In the end, Kissinger goes in person. And the rest is history. Except that Kissinger thought of keeping some of the past to himself, and held on to 20,000 pages of transcripts of telephone conversations he had with Nixon from 1969 to 1973.

Three years ago, the National Security Archive, an independent non-governmental research institute and library housed at George Washington University in Washington, requested access to the transcripts. Last month, the National Archives and Records Administration - a government agency - said that the transcripts had finally been returned to its custody.

The National Security Archive - which collects and publishes declassified documents it obtains through the Freedom of Information Act - has published a sample of the transcripts on its Web site. It also has a tape of that April conversation, available for listening on the Web site, which is http://www.gwu.edu/~nsarchiv/

Here is an excerpt of the April 27, 1971, transcript (from the Nixon Presidential Materials Project, National Archives and Records Administration, National Security Files, as posted on the National Archives site):

Nixon: Let me think of whether there is something else - how about Nelson [Rockefeller]?

Kissinger: No.

Nixon: Can't do it, huh?

Kissinger: Mr. President, he wouldn't be disciplined enough, although he is a possibility.

Nixon: It would engulf him in a big deal, and he is outside of the government, you see.

Kissinger: Let me think about it. I might be able to hold him in check.

Nixon: It is intriguing, don't you think?

Kissinger: It is intriguing.

Nixon: How about Bush?

Kissinger: Absolutely not. He is too soft and not sophisticated enough.

Nixon: I thought of that myself.

Kissinger: I thought about [Elliot] Richardson [secretary of Health, Education and Welfare] but he wouldn't be the right thing.

Nixon: He is still too close to us. Nelson - the Chinese would consider him important and he would be - could do a lot for us in terms of the domestic situation. No, Nelson is a wild hare running around.

Kissinger: I think for one operation I could keep him under control. And he has this advantage - to them a Rockefeller is a tremendous thing.

Nixon: Sure. Well, keep it in the back of your head.

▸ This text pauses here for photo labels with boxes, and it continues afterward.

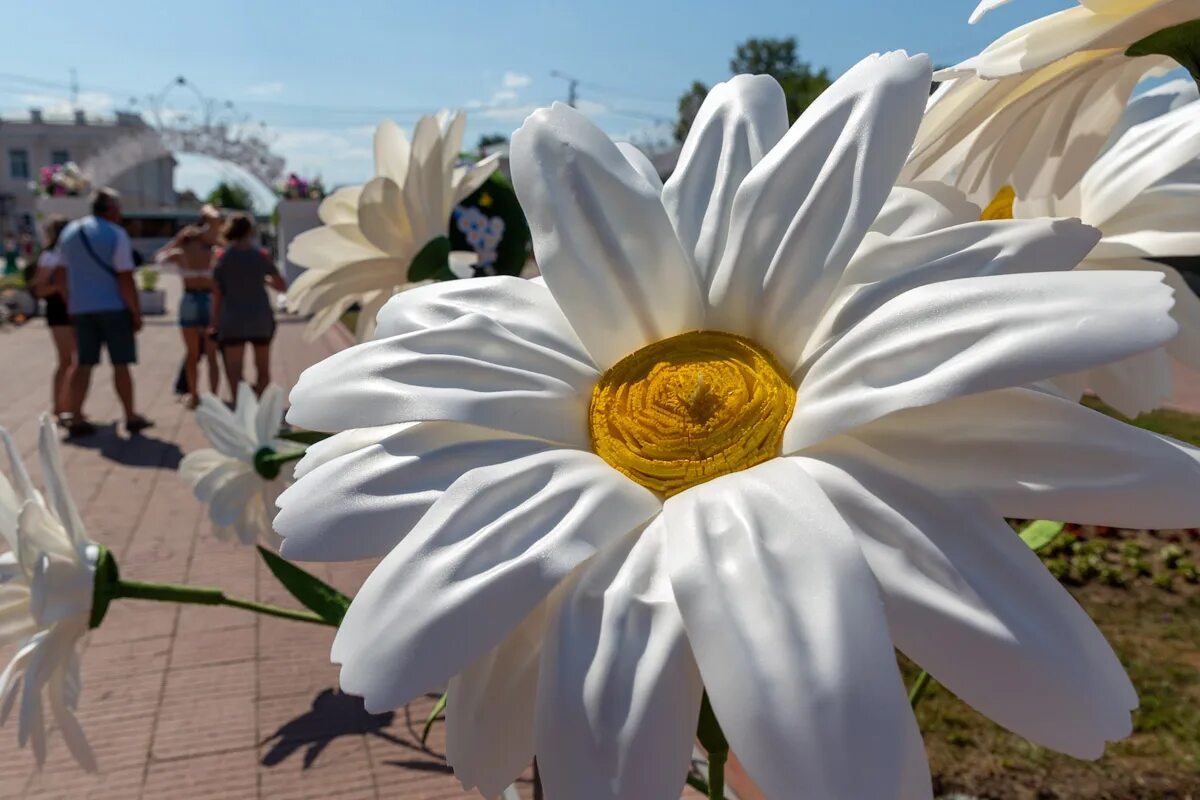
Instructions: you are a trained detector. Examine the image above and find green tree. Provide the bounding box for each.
[674,36,833,142]
[204,181,254,211]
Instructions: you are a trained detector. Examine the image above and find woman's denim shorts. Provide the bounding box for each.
[179,291,212,327]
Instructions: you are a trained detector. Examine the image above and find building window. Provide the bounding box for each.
[8,148,29,181]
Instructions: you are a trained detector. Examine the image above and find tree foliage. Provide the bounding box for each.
[674,36,833,142]
[205,181,254,211]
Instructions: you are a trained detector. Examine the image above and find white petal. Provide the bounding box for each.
[254,384,288,447]
[16,500,73,568]
[196,395,258,463]
[359,176,416,259]
[376,276,595,367]
[374,120,410,185]
[209,470,263,528]
[454,152,500,205]
[401,116,450,252]
[707,52,930,363]
[1088,162,1200,260]
[1055,348,1171,419]
[967,0,1012,25]
[332,451,660,711]
[662,459,928,800]
[37,414,89,557]
[536,517,704,800]
[288,422,410,481]
[275,422,557,561]
[288,225,386,275]
[49,675,96,772]
[446,593,554,798]
[852,389,1200,529]
[314,186,362,226]
[617,142,662,192]
[512,103,702,368]
[800,451,1138,758]
[801,218,1097,369]
[288,314,596,447]
[662,76,787,289]
[1080,102,1200,225]
[868,181,980,241]
[26,554,92,625]
[784,272,1177,452]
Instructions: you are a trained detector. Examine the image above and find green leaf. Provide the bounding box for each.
[278,431,334,445]
[421,692,449,747]
[1126,19,1200,83]
[696,692,730,753]
[1021,519,1063,553]
[258,545,350,625]
[88,545,121,628]
[408,236,454,282]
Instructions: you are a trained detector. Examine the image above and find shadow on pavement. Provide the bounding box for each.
[259,688,405,769]
[64,425,184,469]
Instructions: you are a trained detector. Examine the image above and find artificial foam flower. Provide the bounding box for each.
[904,0,1200,203]
[288,112,499,341]
[275,53,1200,800]
[988,80,1200,416]
[179,383,302,545]
[0,415,100,771]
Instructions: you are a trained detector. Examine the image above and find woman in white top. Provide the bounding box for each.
[34,217,74,423]
[155,205,222,408]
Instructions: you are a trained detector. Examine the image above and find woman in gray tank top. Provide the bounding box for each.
[212,213,287,398]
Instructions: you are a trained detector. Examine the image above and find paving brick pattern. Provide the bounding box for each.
[0,279,532,800]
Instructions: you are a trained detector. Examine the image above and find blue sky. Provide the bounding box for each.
[0,0,1074,206]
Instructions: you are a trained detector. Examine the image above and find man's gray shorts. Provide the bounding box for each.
[74,311,138,367]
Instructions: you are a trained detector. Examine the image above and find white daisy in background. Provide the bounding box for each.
[288,112,499,341]
[0,415,100,771]
[275,53,1200,800]
[179,384,304,546]
[904,0,1200,204]
[985,80,1200,416]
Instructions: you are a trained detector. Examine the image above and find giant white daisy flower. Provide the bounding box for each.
[985,80,1200,416]
[276,53,1200,800]
[0,415,100,771]
[179,383,302,545]
[904,0,1200,203]
[288,112,498,341]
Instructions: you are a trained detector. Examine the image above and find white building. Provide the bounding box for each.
[0,109,175,231]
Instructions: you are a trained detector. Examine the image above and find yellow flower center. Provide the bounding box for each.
[979,186,1016,219]
[588,331,796,497]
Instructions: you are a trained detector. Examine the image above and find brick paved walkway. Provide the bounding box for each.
[0,282,529,800]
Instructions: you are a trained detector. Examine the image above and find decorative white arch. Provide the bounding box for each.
[79,118,284,194]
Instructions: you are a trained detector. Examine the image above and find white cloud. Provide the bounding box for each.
[18,91,115,116]
[504,71,533,89]
[246,80,283,97]
[575,100,608,116]
[479,103,539,122]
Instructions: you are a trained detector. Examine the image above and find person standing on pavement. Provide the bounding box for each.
[58,188,154,437]
[212,213,287,401]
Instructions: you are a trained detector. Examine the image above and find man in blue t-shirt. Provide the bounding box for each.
[56,188,154,437]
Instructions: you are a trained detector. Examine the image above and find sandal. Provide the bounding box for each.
[125,415,154,435]
[67,419,96,439]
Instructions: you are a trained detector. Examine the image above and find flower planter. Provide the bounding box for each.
[138,289,167,317]
[37,196,91,222]
[277,200,320,284]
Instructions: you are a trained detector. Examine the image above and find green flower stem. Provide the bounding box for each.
[109,579,336,627]
[708,750,730,800]
[254,447,306,481]
[696,692,730,800]
[908,669,934,709]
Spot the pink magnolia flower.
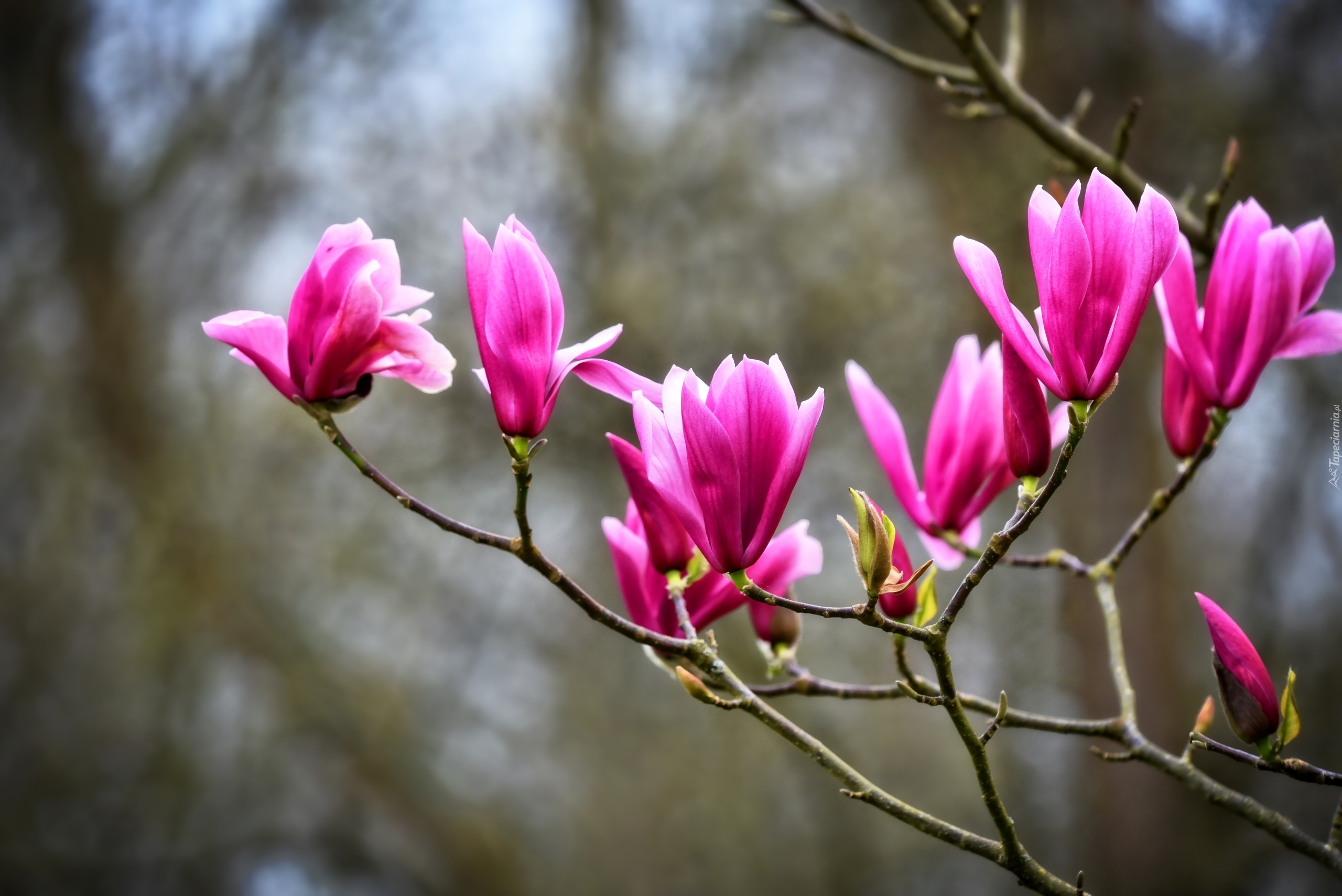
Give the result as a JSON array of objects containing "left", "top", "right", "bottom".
[
  {"left": 201, "top": 219, "right": 456, "bottom": 401},
  {"left": 956, "top": 170, "right": 1178, "bottom": 401},
  {"left": 1194, "top": 591, "right": 1282, "bottom": 743},
  {"left": 1155, "top": 199, "right": 1342, "bottom": 416},
  {"left": 633, "top": 355, "right": 824, "bottom": 573},
  {"left": 844, "top": 336, "right": 1067, "bottom": 569},
  {"left": 746, "top": 519, "right": 824, "bottom": 645},
  {"left": 605, "top": 432, "right": 694, "bottom": 573},
  {"left": 1002, "top": 341, "right": 1067, "bottom": 476},
  {"left": 601, "top": 499, "right": 824, "bottom": 641},
  {"left": 601, "top": 498, "right": 746, "bottom": 637},
  {"left": 462, "top": 216, "right": 621, "bottom": 439},
  {"left": 1161, "top": 337, "right": 1212, "bottom": 457}
]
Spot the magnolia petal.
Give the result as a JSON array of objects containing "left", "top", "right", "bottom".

Kissinger: Bush would be too weak.

Nixon: I thought so, too, but I was trying to think of somebody with a title.

Kissinger: Nelson has possibilities.

Earlier meetings show how Nixon and Kissinger began to approach China. The National Archives has 40 documents on its Web site relating to the China trip in addition to the phone transcript. Following is an excerpt from a memo recounting a conversation between Nixon and the president of Pakistan, Agha Mohammad Yahya Khan, on Oct. 25, 1970, in the Oval Office. President Yahya Khan was one of the intermediaries who approached China on behalf of Nixon. The exchange with Yahya Khan is also interesting in light of the United States' recent involvement with Pakistan in the war against terror.

"The President [Nixon] began the conversation by saying that we have had difficult times in our relationships with our allies produced by Congressional opposition, but that we will stick by our friends. And we consider Pakistan our friend. He mentioned the hundred million dollar program loan of AID [the U.S. Agency for International Development.]

"President Yahya thanked the President for the military assistance program, particularly for the release of some B-57's and the equipment.

"The President [Nixon] said, `There is a psychosis in this country about India; we will keep our word with Pakistan, however; we will work with you; we will try to be as helpful as we can.'"

They go on to discuss how Yahya Khan will convey Nixon's desire for a rapprochement with the Chinese on a coming visit to Beijing.